Dans cette attente, veuillez agréer Monsieur le Maire, au nom de Autrement la Ville, l’assurance de nos respectueuses salutations.


samedi 1 septembre 2018

LE CONTOUR ME MENT


ALV soutiendra l'ensemble des mouvements locaux 
qui s'opposeront au projet de contournement de la ville.

Depuis 4 ans, ALV propose en conseil municipal mais en vain, 
de créer une commission capable d'établir 
une analyse du système viaire existant de Lesparre-Médoc, 
en vue de son optimisation à adapter aux utilisations d'aujourd'hui, 
à raisonner dans l'intérêt général d'un territoire 
capable d'anticiper sur son devenir,
avant toute ambition démesurée d'un contournement.


QUAND ON VEUT TUER SON CHIEN, ON DIT QU'IL A LA RAGE.  


Les arguments avancés le 23 avril dernier par Jean-Luc Gleyze, Président du Conseil départemental de Gironde et Alain Renard, vice Président chargé de la préservation de l'environnement, gestion des risques et des ressources et des infrastructures routières lors du premier comité de pilotage en présence des élus concernés, pour défendre, à l'heure des restrictions budgétaires, ce projet à 35 M€ qui sera forcément copieusement dépassé, sont des arguments repris dans les 5 points qui suivent et qui ne tiennent pas. 
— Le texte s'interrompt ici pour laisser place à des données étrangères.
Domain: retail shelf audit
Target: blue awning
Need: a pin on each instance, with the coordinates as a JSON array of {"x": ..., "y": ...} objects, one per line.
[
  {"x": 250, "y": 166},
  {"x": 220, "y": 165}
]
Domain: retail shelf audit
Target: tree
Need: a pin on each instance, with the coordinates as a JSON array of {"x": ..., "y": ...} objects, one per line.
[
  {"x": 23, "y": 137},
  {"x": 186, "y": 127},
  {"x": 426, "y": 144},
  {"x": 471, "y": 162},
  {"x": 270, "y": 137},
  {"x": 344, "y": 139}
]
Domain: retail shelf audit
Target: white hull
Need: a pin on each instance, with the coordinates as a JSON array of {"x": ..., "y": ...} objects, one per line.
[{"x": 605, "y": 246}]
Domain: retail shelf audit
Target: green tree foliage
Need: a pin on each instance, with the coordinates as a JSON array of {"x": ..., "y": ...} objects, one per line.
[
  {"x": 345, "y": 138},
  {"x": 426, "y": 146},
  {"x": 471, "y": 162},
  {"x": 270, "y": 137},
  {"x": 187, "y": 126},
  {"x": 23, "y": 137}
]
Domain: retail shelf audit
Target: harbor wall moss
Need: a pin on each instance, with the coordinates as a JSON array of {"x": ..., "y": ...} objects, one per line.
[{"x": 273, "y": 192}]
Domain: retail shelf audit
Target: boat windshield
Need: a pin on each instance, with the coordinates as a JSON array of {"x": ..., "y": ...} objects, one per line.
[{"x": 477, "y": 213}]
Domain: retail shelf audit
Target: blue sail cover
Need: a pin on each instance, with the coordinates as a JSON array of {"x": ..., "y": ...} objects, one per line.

1/ Favoriser le développement économique local // 
Ce qui revient à dire, persister dans l'économie artificielle et subclaquante de l'hyper consommation mondialisée par le "tout bagnole", en spoliant plus encore les locaux de ce qui leur reste d'identité agriculturelle et commerçante, les transformant peu à peu et comme ailleurs, en pousseurs de caddies vers la dictature du Pas Cher. Il s'agit donc de contourner définitivement la ville par une route menant directement à la fausse ville.
(voir notre post ALV du 6.02.17 - Euromédocain -) 

2/ Favoriser l'activité touristique // 
Avant de penser à recevoir des touristes, pensons à nous reconstruire pour les accueillir, à susciter la désidérabilité envers l'identité d'un peuple en osmose avec son territoire, pensons à créer les équipements nécessaires pour l'accueil plutôt que de penser à une route en impasse d'offre.
(voir notre post ALV du 5.06.17 - Tourisme or not tourisme -)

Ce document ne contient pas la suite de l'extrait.